I've always believed that the biggest issue with AGI right now isn't whether it will appear, but whether society is already prepared.


Due to the speed of technological evolution, we are experiencing the first clear surpassing of societal institutional change.
In the past few decades, most technological revolutions actually gave humanity time to adapt.
The internet took decades to truly reshape commerce, and smartphones also went through a long process of widespread adoption.
But the speed of AI's diffusion is entirely different; a new model could impact hundreds of millions of people worldwide within months.
This speed itself is a historic-level change.
So if you ask me whether I am a technological optimist, I would say I am a cautiously optimistic person.
I believe AGI will create enormous prosperity in the long run, but I don't think this process will happen smoothly.
Many people today actually underestimate the impact of AGI on real social structures, especially middle-tier professions.
In the past, machines mainly replaced physical labor; AI is now beginning to replace standardized mental work on a large scale for the first time.
Customer service, translation, basic analysis, some programming, initial design—these areas are already starting to see changes.
And the real problem is that society is not prepared for this speed.
I even think that in the next few years, the biggest risk may not be AGI itself, but the imbalance during the transition period.
That is, old structures are disappearing, but new structures have not yet been fully established.
Many people are still debating the definition of AGI, but I think by 2026, obsessing over strict definitions will no longer matter.
Because as long as AI can continuously replace more and more complex tasks, it is effectively already changing the fabric of civilization.
As for crypto and decentralization, I believe their core value in an AGI world is actually "reducing centralization risks."
Because the stronger AI becomes, the easier it is for computing power, data, and models to concentrate, and once intelligence is highly centralized, society will face huge asymmetries.
Therefore, open payment systems, on-chain identities, and decentralized networks may long-term serve not just as financial tools, but as mechanisms for power balance in the digital age.

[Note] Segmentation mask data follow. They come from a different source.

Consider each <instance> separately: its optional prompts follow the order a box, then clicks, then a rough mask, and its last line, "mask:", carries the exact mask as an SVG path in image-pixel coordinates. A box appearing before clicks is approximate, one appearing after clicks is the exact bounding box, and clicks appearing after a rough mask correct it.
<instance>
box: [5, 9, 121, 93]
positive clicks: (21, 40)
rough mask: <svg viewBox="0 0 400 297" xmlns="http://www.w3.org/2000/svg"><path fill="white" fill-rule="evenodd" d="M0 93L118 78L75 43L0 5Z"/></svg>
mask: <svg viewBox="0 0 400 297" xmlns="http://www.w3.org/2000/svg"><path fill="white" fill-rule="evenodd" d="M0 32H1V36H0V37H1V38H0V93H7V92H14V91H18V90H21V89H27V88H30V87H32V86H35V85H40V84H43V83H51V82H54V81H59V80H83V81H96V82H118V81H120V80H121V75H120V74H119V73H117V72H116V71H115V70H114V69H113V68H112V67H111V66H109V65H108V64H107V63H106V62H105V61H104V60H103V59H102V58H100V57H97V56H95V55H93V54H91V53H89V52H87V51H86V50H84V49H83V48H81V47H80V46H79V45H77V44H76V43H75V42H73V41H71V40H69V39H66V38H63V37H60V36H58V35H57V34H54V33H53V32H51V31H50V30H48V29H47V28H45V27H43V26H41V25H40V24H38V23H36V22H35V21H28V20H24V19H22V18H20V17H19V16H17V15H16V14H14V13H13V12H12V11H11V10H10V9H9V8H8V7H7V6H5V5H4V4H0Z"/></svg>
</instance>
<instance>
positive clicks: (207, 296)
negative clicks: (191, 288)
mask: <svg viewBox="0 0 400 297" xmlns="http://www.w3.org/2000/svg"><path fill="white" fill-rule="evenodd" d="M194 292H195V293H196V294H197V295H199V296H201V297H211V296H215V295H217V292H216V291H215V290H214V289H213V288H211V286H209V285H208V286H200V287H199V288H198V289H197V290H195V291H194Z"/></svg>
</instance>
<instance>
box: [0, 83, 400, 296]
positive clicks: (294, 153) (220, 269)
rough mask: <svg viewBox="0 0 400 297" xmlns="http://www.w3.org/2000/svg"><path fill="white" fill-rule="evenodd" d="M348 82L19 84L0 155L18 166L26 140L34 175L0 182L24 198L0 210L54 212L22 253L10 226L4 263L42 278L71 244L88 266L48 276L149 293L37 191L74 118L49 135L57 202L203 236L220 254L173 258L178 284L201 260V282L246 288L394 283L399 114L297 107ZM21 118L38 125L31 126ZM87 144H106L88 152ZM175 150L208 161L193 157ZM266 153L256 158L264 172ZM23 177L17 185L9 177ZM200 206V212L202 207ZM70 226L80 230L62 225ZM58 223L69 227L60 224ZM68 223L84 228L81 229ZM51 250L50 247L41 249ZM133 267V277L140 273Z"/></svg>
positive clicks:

But I also don't think everything needs to be on-chain; many AI + crypto narratives are actually quite far-fetched.
The truly important intersections mainly revolve around open payments, identities, and machine collaboration.
As for what individuals should prepare for, I actually think the most important thing is to cultivate continuous learning ability.
Because in the future, stable career paths for a lifetime may become increasingly rare.
My overall stance isn't pessimistic, but I believe that true mature technological optimism shouldn't be about pretending risks don't exist, but about acknowledging risks and still choosing to push forward.
I'm very curious—if in the future AI can learn faster, work faster, and make decisions more quickly than most people, what will human society ultimately reward?